Kellymom has info here and here and www.kellymom.com/nursingtwo/faq/04momnutrition.htm l on diet & bfing.
Yes, I'd always assumed the vitamins will go into the milk first and the woman will suffer... stores can be taken from bones etc too for the milk, again at the detriment to the woman. A friend of mine ended up very vitamin D deficient after tandem BF'ing for a long time as presumably the little she got went to the babies first. So I would think BM would be fine unless a woman was seriously malnourished and all stores had been used up. She might suffer though.

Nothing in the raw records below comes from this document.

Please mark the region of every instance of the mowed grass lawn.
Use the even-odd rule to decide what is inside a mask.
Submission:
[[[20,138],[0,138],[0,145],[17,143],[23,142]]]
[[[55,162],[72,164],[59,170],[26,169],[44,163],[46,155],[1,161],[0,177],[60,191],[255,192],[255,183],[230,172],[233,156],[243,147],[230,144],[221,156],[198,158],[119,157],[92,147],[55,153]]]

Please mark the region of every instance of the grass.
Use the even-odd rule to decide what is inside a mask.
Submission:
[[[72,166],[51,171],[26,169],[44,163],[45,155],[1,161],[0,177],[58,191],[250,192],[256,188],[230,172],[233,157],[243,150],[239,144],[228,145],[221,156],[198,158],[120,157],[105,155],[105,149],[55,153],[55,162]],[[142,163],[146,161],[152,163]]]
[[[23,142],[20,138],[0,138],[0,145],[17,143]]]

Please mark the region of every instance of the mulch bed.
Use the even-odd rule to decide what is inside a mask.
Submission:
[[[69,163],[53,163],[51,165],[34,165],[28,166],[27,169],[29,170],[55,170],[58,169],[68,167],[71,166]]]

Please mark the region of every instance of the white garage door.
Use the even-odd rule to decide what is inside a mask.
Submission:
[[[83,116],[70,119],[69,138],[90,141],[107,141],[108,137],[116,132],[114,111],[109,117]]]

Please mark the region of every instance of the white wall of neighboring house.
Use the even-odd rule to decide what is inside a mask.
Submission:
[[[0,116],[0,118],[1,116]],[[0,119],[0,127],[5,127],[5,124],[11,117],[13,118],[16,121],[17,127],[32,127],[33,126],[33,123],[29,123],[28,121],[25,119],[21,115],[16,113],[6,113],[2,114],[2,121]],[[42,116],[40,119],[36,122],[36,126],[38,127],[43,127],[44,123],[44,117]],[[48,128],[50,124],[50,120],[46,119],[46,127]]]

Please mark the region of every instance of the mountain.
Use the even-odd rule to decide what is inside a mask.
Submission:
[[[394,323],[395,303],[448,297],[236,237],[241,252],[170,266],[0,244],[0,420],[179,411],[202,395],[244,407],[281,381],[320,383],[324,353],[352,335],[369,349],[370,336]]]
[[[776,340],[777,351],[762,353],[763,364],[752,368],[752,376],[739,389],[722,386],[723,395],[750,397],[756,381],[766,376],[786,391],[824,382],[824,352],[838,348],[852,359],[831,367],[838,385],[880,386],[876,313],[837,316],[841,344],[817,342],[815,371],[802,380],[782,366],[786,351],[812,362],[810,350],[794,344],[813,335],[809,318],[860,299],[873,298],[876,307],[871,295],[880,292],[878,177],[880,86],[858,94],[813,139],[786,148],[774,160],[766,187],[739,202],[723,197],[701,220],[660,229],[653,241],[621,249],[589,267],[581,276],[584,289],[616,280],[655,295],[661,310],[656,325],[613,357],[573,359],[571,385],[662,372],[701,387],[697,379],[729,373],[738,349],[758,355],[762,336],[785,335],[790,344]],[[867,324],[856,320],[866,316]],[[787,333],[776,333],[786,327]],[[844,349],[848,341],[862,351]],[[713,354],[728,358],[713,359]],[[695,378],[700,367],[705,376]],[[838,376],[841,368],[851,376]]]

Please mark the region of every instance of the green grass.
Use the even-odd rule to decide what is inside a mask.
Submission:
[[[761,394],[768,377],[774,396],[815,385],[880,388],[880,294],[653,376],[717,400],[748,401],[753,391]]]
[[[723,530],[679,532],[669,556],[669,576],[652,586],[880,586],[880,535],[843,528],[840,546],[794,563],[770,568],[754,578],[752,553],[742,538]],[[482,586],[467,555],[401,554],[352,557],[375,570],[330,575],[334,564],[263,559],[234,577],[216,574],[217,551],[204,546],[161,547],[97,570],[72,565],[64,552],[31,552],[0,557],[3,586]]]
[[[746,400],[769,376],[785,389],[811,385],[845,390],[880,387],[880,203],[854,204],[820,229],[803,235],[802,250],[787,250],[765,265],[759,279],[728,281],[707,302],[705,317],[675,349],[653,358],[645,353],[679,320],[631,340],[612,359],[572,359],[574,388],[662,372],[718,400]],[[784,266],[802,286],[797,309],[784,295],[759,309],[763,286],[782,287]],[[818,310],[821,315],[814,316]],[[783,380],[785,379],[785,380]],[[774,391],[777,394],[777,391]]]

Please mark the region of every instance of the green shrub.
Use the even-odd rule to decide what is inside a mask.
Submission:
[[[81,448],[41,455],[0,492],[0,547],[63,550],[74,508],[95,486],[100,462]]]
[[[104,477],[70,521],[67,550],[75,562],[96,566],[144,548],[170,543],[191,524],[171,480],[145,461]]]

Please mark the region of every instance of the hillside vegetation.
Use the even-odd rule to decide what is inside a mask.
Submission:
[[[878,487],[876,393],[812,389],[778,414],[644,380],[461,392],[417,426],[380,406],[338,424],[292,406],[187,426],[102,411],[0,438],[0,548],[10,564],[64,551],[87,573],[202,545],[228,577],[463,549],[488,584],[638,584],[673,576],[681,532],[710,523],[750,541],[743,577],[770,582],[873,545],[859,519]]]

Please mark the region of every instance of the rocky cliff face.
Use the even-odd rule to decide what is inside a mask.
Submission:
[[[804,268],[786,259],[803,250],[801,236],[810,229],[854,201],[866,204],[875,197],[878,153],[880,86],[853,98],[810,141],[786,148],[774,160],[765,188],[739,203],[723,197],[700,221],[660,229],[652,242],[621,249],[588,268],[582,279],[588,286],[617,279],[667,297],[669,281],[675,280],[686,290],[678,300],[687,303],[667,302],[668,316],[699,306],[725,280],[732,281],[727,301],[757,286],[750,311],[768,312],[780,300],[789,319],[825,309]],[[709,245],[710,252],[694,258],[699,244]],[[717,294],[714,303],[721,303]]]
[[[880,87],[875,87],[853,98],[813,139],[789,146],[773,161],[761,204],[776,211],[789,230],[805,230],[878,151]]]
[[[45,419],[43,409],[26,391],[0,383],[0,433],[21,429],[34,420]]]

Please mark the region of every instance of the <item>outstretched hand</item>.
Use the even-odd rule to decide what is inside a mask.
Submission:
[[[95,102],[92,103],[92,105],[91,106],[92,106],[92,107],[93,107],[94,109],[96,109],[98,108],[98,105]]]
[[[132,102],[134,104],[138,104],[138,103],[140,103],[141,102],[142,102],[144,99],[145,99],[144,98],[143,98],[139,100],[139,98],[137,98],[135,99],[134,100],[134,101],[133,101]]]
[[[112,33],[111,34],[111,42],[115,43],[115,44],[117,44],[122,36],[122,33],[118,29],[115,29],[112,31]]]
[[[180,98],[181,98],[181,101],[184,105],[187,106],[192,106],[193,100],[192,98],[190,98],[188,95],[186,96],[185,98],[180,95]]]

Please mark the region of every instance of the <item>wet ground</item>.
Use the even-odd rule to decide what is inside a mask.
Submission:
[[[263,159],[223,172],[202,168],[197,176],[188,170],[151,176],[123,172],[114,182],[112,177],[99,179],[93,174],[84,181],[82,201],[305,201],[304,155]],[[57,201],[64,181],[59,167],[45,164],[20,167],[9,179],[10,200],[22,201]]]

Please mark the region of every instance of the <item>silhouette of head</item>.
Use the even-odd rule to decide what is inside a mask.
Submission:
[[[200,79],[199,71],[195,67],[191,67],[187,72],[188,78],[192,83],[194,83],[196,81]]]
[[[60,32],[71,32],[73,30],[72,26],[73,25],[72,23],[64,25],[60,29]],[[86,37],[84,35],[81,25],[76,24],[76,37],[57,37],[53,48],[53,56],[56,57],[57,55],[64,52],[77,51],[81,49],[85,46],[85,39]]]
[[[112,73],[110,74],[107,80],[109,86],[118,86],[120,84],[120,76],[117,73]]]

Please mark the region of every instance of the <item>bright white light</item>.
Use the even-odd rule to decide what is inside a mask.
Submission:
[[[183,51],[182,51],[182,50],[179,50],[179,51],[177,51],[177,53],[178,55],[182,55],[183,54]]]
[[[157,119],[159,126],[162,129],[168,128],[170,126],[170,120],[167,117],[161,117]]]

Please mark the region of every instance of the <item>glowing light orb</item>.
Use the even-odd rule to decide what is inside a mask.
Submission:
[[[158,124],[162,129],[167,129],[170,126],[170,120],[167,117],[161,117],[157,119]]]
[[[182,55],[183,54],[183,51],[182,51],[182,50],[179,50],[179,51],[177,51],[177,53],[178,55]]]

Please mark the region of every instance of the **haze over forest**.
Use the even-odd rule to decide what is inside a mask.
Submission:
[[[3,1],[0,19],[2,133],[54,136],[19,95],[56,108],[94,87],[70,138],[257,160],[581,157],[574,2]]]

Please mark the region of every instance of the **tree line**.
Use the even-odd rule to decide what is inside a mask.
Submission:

Yes diet has no effect on milk quality except in cases of extreme malnutrition.
There are some that believe that diet can introduce irritants to BM which might make a baby unsettled i.e. chilli, caffeine, dairy, citrus truits but it doesn't affect nutritional quality.
If a woman is short of calcium in her diet it will leach from her bones - but - when she stops bfing her body goes into overdrive re-calcifying them, usually/often more than before having the baby, which is why women who bf are at a lower risk of developing osteoporosis.
Bear in mind also that the forms of the vitamins and minerals are usually more readily processed by the baby's body from bm than fm. While iron is iron is iron - it's an element - it's in compound in formula and bm. The form in bm is easier for the body to process than the form in formula. So what's taken from the mother is extremely efficient.
Finally it's very rare for someone to totally be missing out on vitamins and while in some extremes this is a problem, it's very rare and is likely to already making the mother ill. For instance women being totally covered for culteral reasons being short of vitamin D. Tandem nursing won't make you short of a specific vitamin but if you're short anyway it will possibly make that worse.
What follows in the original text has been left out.